A direct comparison: traditional SEO tools vs AI visibility tools
| Capability | Yoast | Surfer SEO | NeuronWriter | Promptwatch |
|---|---|---|---|---|
| On-page SEO optimization | Yes | Yes | Yes | No |
| Content scoring vs Google SERPs | No | Yes | Yes | No |
| Keyword research | Basic | Yes | Yes | No |
| Tracks ChatGPT/Perplexity citations | No | No | No | Yes |
| Identifies prompts competitors rank for | No | No | No | Yes |
| AI crawler log monitoring | No | No | No | Yes |
| Content generation for AI visibility | No | Partial | Partial | Yes |
| Reddit/YouTube citation tracking | No | No | No | Yes |
| Multi-LLM visibility dashboard | No | No | No | Yes |
The table tells the story. These are different tools solving different problems. Yoast, Surfer, and NeuronWriter are built for Google. Promptwatch and similar GEO platforms are built for AI search.
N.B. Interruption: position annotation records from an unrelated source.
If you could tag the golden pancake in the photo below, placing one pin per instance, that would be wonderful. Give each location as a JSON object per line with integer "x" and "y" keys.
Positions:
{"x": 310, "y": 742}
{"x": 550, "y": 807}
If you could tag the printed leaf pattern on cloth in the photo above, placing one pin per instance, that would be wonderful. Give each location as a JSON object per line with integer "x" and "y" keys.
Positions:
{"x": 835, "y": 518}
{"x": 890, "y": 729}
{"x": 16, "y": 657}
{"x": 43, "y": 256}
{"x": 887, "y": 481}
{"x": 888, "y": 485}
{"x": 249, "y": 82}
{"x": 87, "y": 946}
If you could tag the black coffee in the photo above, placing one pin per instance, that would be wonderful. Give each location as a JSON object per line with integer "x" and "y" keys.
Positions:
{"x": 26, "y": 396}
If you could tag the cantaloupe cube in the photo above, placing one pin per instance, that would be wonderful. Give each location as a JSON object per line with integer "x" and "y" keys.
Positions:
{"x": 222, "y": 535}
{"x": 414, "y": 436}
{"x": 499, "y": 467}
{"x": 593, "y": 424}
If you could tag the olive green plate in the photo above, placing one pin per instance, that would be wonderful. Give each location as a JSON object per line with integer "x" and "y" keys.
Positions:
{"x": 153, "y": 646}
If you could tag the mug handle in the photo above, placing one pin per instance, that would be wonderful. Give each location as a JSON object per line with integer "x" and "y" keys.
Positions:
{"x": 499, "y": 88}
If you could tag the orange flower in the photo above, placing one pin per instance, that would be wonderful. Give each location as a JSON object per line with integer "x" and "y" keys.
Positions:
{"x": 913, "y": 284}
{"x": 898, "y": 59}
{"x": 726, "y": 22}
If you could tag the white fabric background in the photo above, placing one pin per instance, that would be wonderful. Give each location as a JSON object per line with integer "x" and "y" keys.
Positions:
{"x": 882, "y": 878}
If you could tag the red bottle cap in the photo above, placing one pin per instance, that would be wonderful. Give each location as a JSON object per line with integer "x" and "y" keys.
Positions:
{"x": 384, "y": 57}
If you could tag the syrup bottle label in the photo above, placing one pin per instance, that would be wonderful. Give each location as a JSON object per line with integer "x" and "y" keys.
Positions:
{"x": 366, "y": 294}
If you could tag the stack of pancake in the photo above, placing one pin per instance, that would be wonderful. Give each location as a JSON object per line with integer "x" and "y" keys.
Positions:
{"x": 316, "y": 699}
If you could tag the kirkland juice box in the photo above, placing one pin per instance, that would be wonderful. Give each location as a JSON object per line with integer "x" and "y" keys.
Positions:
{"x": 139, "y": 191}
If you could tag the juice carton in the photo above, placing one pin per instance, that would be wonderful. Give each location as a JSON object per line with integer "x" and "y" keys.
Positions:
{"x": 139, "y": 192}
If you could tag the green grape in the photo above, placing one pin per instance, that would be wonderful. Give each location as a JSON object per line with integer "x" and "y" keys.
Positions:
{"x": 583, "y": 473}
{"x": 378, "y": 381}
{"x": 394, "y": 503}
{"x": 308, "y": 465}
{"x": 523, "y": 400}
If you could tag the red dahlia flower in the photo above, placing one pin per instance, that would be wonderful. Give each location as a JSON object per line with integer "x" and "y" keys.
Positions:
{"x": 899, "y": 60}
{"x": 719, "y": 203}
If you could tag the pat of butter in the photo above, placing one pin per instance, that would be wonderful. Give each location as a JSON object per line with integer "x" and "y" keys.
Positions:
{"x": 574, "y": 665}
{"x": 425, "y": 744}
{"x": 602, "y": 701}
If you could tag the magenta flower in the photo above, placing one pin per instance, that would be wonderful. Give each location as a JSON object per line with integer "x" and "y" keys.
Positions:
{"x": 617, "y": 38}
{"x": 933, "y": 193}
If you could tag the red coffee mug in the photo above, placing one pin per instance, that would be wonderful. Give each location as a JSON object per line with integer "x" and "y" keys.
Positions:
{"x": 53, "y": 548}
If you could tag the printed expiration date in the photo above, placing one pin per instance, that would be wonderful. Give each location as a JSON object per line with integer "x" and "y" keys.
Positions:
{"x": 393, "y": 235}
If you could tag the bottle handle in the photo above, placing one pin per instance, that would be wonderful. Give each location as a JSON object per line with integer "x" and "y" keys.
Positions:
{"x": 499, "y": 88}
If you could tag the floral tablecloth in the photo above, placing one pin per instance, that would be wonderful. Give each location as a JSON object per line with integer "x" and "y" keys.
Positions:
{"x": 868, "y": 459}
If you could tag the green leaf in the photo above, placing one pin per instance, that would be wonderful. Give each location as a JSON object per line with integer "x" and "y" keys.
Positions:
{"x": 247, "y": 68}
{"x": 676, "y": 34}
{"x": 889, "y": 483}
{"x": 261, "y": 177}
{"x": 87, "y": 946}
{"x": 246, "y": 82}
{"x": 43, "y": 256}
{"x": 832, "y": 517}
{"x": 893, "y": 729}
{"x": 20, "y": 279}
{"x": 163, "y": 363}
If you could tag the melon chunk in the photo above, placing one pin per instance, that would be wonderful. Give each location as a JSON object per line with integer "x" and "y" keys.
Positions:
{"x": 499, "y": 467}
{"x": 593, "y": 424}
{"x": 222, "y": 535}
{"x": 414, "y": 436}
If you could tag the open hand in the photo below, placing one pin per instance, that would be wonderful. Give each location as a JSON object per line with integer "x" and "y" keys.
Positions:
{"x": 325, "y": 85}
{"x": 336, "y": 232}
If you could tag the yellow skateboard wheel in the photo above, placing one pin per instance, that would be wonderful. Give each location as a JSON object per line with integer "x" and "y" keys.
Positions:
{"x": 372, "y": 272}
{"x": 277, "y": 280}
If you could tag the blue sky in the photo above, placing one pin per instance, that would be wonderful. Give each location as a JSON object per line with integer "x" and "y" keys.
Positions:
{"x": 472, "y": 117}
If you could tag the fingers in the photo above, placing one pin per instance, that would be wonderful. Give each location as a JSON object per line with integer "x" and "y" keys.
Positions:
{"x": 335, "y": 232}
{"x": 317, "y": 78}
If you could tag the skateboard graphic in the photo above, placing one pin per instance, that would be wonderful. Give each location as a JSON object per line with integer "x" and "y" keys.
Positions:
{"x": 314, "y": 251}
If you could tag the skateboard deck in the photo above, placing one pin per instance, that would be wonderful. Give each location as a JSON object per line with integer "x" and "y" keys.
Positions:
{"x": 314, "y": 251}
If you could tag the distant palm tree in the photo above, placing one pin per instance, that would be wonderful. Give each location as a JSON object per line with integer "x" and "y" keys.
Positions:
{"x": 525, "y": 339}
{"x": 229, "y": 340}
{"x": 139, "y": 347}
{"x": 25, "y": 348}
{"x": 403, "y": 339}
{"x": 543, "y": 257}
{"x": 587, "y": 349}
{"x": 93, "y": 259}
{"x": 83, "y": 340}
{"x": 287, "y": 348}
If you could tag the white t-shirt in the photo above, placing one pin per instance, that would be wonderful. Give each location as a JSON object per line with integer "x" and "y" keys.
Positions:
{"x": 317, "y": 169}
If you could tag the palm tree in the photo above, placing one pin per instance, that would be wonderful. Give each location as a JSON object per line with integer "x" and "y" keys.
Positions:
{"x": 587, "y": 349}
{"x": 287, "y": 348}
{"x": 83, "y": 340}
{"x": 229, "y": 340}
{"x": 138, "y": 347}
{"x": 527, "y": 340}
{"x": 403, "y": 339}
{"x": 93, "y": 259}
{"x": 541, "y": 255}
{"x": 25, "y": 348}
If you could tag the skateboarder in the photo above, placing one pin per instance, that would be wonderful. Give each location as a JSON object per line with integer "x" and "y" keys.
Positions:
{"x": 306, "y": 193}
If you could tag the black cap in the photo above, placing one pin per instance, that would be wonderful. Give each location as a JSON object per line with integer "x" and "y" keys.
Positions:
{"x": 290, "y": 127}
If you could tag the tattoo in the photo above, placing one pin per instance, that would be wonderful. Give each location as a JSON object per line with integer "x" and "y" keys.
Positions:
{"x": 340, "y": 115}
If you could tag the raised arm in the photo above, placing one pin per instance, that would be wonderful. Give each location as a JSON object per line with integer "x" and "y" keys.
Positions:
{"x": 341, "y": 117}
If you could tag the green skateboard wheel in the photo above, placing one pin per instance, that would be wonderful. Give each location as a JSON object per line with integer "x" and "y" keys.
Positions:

What actually works for ranking in ChatGPT
Based on what emerged from 2025, here's a practical framework:
Build topical authority, not just keyword coverage. Instead of optimizing individual pages for individual keywords, think about whether your site comprehensively covers a topic. If you sell project management software, do you have content covering every angle of that topic -- team collaboration, remote work, agile methodology, integrations, pricing comparisons? LLMs favor sources that look like genuine experts.
Answer the questions people ask AI models. These are often more conversational and specific than Google search queries. "What's the best project management tool for a 10-person startup?" is a different question from "project management software." Tools like Promptwatch can surface the actual prompts being used in your category.
Don't block AI crawlers. Check your robots.txt. GPTBot, ClaudeBot, PerplexityBot -- if these are blocked, your content isn't in the picture. Some site owners blocked them reflexively in 2023-2024 without thinking through the implications.
Get mentioned in the right places. Reddit threads, YouTube videos, and industry forums that discuss your category all feed into LLM training data and retrieval. A brand mentioned positively in a well-upvoted Reddit thread has a better chance of appearing in ChatGPT than a brand with a perfectly optimized landing page that nobody links to.
Structure content for extraction. Use clear headings, direct answers, and FAQ sections. If a human can quickly scan your page and find a specific answer, an AI model probably can too.
Track what's actually happening. This is the part most teams skipped in 2025. You can't improve what you don't measure. Knowing your Surfer content score is 78/100 tells you nothing about whether ChatGPT is citing you. You need visibility data from the AI models themselves.
The bottom line
Yoast, Surfer, and NeuronWriter are good tools. They do what they were built to do. In 2025, they helped a lot of sites rank well in Google, and that's not nothing -- Google is still the dominant search channel for most businesses.
But they weren't built for AI search, and they didn't magically transfer their benefits to ChatGPT visibility. Teams that assumed "if I rank in Google, I'll show up in AI" got a rude awakening.
The smarter move going into 2026 is to keep using these tools for what they're good at, while adding a dedicated AI visibility layer on top. That means understanding which prompts matter in your category, tracking where you're cited and where you're not, and creating content specifically designed to be picked up by LLMs.
The two strategies aren't in conflict. They're just different games, and you need to be playing both.